実は、この手の問題点に関しては5年前の時にも散々考察した。宇多田ヒカル名義としては2010年の『WILD LIFE』以来8年振りとなったコンサートツアー『Laughter in the Dark Tour 2018』は、

・アルバム『Fantôme』と『初恋』をリリースしてから初めてのコンサート・ツアー

であると同時に

・ツアー最終日がデビューからちょうど20年の「宇多田ヒカルデビュー20周年記念」のコンサート・ツアー

でもあったのだ。
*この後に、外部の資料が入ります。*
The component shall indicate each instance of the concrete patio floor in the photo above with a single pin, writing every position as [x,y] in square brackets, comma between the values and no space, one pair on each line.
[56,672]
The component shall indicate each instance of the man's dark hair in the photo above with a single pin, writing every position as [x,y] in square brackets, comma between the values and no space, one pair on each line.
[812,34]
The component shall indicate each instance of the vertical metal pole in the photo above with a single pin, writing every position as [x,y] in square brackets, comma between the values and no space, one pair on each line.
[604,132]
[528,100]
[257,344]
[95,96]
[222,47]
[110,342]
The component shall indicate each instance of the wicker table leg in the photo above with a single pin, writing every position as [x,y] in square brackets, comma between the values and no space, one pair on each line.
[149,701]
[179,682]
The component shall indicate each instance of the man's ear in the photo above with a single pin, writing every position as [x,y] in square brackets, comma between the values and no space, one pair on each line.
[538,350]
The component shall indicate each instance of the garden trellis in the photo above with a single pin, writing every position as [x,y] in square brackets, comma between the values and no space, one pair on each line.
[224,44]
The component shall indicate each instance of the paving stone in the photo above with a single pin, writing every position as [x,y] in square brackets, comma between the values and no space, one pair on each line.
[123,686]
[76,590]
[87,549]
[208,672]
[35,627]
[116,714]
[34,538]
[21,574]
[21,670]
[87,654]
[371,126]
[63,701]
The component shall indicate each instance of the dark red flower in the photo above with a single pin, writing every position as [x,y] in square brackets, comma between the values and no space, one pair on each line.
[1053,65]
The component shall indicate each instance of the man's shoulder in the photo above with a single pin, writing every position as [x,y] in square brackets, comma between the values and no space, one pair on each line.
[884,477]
こうなると選曲面でのコンセプトが難しくなる。新譜2枚から沢山やるか、20年間のベスト・ヒットにするか。数々の記録を持つ宇多田ヒカルの「ベスト・ヒット」はそれこそとんでもない楽曲だらけで、ファンでなくても一度は観てみたいと思うものになるだろう事は想像に難くなかった。

結局、この時5年前は「ヒカルが選曲を他人に任せる」というアクロバティックな選択をした為、ヒカル本人の「8年振り」とか「20周年」とかの感慨をかなり無視した「今物凄いアーティストである宇多田ヒカル」を前面に押し出す選曲と曲順となっていた。でなかったら、2001年の年間第1位曲『Can You Keep A Secret?』を他の曲に組み込んで終わらせたりしないよね。アンコールでシングルカットもタイアップもなかった『俺の彼女』とかやんないよね。私はそこまでに何度もヒカルのコンサートを観てきてたから楽しかったけど、ここを読むことのなさそうなライト・ファン/リスナーの中には「もっと往年のヒット曲が聴きたかった!」という人も居たかもしれない。

そんな5年前だったので、今度は揺り戻しというか反動というか、もっと「周年記念」を押し出したツアーになるのではないかと、現時点では推測したくなっている。ヒカルはこういうとこでアーティストシップという名の我を押し通したりはしない。徹底して「楽しんで貰えるもの」を提供しようとするだろう。その自分の特質を知っていたから前回は敢えてなりくんに任せたのかもしれないな。(小袋成彬さんでしたのよラフダクの選曲をしたのは)

ただ、20年と25年って、近いようで結構違う気がするのよね。なんというか、霊感てやつだが、徐々にだけど新しいファンが昔に拘らないというかそもそも昔の事をよく知らないパターンが増えてきてるんじゃないかなというのがね、ちょっとあって。というのも、昨年から今年初めにかけての『First Love』のリバイバル・ヒットの仕方ですよ。どうにも、昔を懐かしんだ層だけでなく、「音に聞く伝説の名曲とやらをこの度初めてフルコーラスで聴きました」みたいなケースが結構あったんじゃないかなと。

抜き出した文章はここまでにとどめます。